Somehow, because we are the performance tuning team, obscure concurrency bugs get thrown our way. I'm not sure exactly where the join is, we aren't the "obscure concurrency bug" team. But why fight it, I prefer to go with the flow. So, each time, we examine them.

The latest one is representative of what we tend to see. Across several hundred servers in all the different environments (prod, pre-prod, QA, various devs), every couple of months we get a report on the same issue cropping up. Each time it will be a different server, running on a different box (usually but not always). A different piece of code with a different stack will be involved (usually but not always).

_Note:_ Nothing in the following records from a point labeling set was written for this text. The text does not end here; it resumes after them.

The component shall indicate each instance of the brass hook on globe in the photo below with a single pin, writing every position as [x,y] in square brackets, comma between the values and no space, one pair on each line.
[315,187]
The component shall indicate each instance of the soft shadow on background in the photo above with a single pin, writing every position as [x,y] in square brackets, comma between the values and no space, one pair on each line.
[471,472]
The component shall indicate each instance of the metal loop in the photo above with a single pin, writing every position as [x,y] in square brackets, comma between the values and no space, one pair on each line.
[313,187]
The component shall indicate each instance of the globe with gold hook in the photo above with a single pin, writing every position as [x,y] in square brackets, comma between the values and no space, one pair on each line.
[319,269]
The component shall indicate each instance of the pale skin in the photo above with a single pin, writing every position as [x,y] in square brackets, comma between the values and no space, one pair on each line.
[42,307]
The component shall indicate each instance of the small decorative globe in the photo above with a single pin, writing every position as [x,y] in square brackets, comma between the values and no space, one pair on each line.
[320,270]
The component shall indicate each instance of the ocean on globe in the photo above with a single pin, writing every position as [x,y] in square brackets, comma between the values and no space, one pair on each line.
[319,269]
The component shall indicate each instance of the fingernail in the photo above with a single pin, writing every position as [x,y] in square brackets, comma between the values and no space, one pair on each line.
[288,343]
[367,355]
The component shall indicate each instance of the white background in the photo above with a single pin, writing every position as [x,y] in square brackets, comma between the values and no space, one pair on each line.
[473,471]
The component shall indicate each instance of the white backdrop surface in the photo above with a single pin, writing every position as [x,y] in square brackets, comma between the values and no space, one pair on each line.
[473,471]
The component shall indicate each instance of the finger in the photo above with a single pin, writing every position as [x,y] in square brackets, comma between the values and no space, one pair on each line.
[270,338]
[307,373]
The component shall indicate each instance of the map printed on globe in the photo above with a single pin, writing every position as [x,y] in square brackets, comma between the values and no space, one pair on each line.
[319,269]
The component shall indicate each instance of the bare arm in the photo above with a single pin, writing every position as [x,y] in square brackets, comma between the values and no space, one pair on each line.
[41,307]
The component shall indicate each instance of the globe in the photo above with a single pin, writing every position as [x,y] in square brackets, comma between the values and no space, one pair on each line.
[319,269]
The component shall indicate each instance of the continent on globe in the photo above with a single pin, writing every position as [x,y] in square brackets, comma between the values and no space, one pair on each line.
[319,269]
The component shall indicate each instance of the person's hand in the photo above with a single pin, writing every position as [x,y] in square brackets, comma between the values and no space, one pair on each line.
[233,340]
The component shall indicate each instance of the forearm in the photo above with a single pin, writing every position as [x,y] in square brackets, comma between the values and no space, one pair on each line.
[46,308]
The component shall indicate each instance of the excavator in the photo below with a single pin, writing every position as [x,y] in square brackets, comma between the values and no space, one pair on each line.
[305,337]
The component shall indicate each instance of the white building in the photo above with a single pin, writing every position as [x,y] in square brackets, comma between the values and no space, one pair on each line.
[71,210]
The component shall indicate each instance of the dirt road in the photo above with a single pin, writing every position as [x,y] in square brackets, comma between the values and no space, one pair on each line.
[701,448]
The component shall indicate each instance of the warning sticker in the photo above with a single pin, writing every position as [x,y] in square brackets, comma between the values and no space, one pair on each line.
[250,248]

An intensive investigation will identify that the only way the problem could occur is either a simple obvious way which, if it did occur, would be occurring all the time on multiple servers so we'd be seeing it all the time; or in a highly obscure way that requires an exception being thrown that no one has ever seen, while at the same time several JVM threads would need to have died, and at the same time a system resource would need to have been temporarily exhausted. And note that none of the individual strands of the combination have been seen (but then none are being monitored for, so possibly unsurprising); and yet the combination has to occur once a month across the full set of servers for us to see what we see.

A coincidence too far? Each time I think about this, I'm reminded of Gabriel Weinbergon's article One in a million happens a lot when your site is big. Although I'm not talking about a big website for my bug here, the statistics are the same; if you are doing something a lot - and several hundred servers running almost continuously in an enterprise project would be spot on in the list of things that do stuff a LOT - then very unlikely incidents stop being very unlikely and instead become things that happen on an infrequent but regular basis.

Given that, you need to have a strategy for when obscure things go wrong. The usual strategy in IT for this is redundancy - assume something will fail at some point, and have something else that can quickly take it's place when that happens. This is now common in large scale systems - possibly the most famous is Google, where the systems are designed to expect failures of any component and they "design the system with multiple backups and ways to route around problems". So that's what I tell the teams: things will fail obscurely and unexpectedly - you need failover capability. And now my analysis of obscure concurrency bugs has become much faster: since I know what the answer for these are before I start, my analysis mostly consists "is this something that is unlikely to occur normally, but is likely to occur occasionally when you scale up to do it a lot". If the answer is yes - and the bugs sent our way typically are - then the solution is "there's no obvious fix - you need a failover capability".